Art and engineering experts explain why AI is not good at drawing 'hands'



In addition to '

Stable Diffusion ' by California startup Stability AI, ' Midjourney ' that uses Discord commands, ' NovelAI ' that specializes in illustrations such as anime, and the copyright-free ' Adobe Various image generation AIs such as Firefly are prevalent. The image generation AI can generate a fairly realistic person and high-quality character illustrations just by entering a prompt, but there are expressions and parts that AI is not good at, and in particular, there are cases where it fails to draw 'human hands'. are increasing. Online media Vox explains the mechanism why AI is not good at drawing hands correctly.

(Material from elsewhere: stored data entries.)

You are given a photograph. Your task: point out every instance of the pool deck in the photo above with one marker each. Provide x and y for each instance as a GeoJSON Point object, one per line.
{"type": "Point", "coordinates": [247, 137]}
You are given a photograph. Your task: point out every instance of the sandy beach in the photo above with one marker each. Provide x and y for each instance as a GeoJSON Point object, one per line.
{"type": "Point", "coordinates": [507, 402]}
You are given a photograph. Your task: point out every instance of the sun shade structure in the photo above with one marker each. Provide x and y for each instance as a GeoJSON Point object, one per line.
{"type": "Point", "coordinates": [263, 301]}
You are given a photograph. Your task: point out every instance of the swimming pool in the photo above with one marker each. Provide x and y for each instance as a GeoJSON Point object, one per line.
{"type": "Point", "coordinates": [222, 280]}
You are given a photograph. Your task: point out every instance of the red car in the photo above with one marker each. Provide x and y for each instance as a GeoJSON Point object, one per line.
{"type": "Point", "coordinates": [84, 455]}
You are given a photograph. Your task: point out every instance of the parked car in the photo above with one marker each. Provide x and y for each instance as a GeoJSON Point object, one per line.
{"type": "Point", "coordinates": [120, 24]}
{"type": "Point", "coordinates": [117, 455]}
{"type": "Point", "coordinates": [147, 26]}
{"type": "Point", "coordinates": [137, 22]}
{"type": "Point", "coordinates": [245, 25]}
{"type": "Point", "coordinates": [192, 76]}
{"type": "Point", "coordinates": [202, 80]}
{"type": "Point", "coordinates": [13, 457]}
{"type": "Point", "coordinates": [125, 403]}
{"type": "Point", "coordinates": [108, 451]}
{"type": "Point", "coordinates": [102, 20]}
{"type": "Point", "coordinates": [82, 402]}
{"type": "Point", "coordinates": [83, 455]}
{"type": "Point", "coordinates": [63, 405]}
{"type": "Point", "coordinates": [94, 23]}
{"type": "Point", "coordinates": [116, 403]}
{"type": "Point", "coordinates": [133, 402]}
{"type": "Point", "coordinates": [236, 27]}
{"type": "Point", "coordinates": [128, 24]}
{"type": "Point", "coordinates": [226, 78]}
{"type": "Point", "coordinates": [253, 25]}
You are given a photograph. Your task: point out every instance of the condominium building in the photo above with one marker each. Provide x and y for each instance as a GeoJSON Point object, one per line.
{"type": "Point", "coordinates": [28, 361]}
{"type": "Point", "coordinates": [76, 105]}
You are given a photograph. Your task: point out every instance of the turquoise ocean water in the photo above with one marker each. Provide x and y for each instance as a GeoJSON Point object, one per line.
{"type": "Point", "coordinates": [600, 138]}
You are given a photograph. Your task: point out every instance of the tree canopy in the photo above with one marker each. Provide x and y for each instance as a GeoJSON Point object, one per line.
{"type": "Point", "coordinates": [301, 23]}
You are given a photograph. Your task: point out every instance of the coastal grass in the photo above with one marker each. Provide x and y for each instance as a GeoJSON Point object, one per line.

Why AI art struggles with hands-YouTube


People and characters by image generation AI have become quite high quality, and sites such as ` ` Which Face is Real? A quiz 'Human or AI' that guesses whether the author is human or AI is also released. Research results show that human images can be distinguished by the shape of their pupils , and some point out that AI illustrations are not good at depicting contextual relationships and deformations. It is often pointed out that I am not good at drawing 'hands'.

A fierce quiz that guesses whether the author of the illustration is human or AI has appeared, and what is the distinguishing point by the image generation AI skilled editorial staff? -GIGAZINE



According to Vox, the fact that the image generation AI fails to represent the hand tells us how AI art works.



Stan Prokopenko, an artist and art teacher, points out that 'pattern recognition' is important as training to become an artist. Not only have we observed many hand shapes and movements, but we have lived with the recognition of our own hands and those of others, which allows us to understand what a hand is like.



AI is similar in terms of learning patterns, but AI training is in a state of being trapped in a museum, looking only at photographs or drawings and accompanying placards. .



For example, if you want to observe an apple in detail, it is desirable to hold it in your hand and rotate it while looking at it carefully.



However, the AI only sees a picture of an apple and the description 'Apple on a brown table'.



Also, the way humans and AI learn things they observe is very different. Human artists generally try to understand some rules when they start training, and tend to simplify to basic shapes when drawing complex things like hands.



Think of the palm and the back of the hand as a thick rectangle, and place the shape of the hand and the positions of the fingers there. You can make a picture.



AI, on the other hand, makes the basic shapes pretty weird, like in the image below. However, when you zoom in, the light and the texture of the skin are drawn quite finely.



AI can easily reproduce patterns on a pixel-by-pixel basis, so it can reproduce elements such as color and texture to a great extent. I haven't been able to learn things like 'Don't bend.'



In short, AI continues to observe the hand in the canvas, so even if it can understand the pixel-by-pixel arrangement of the hand, it cannot understand how the hand moves.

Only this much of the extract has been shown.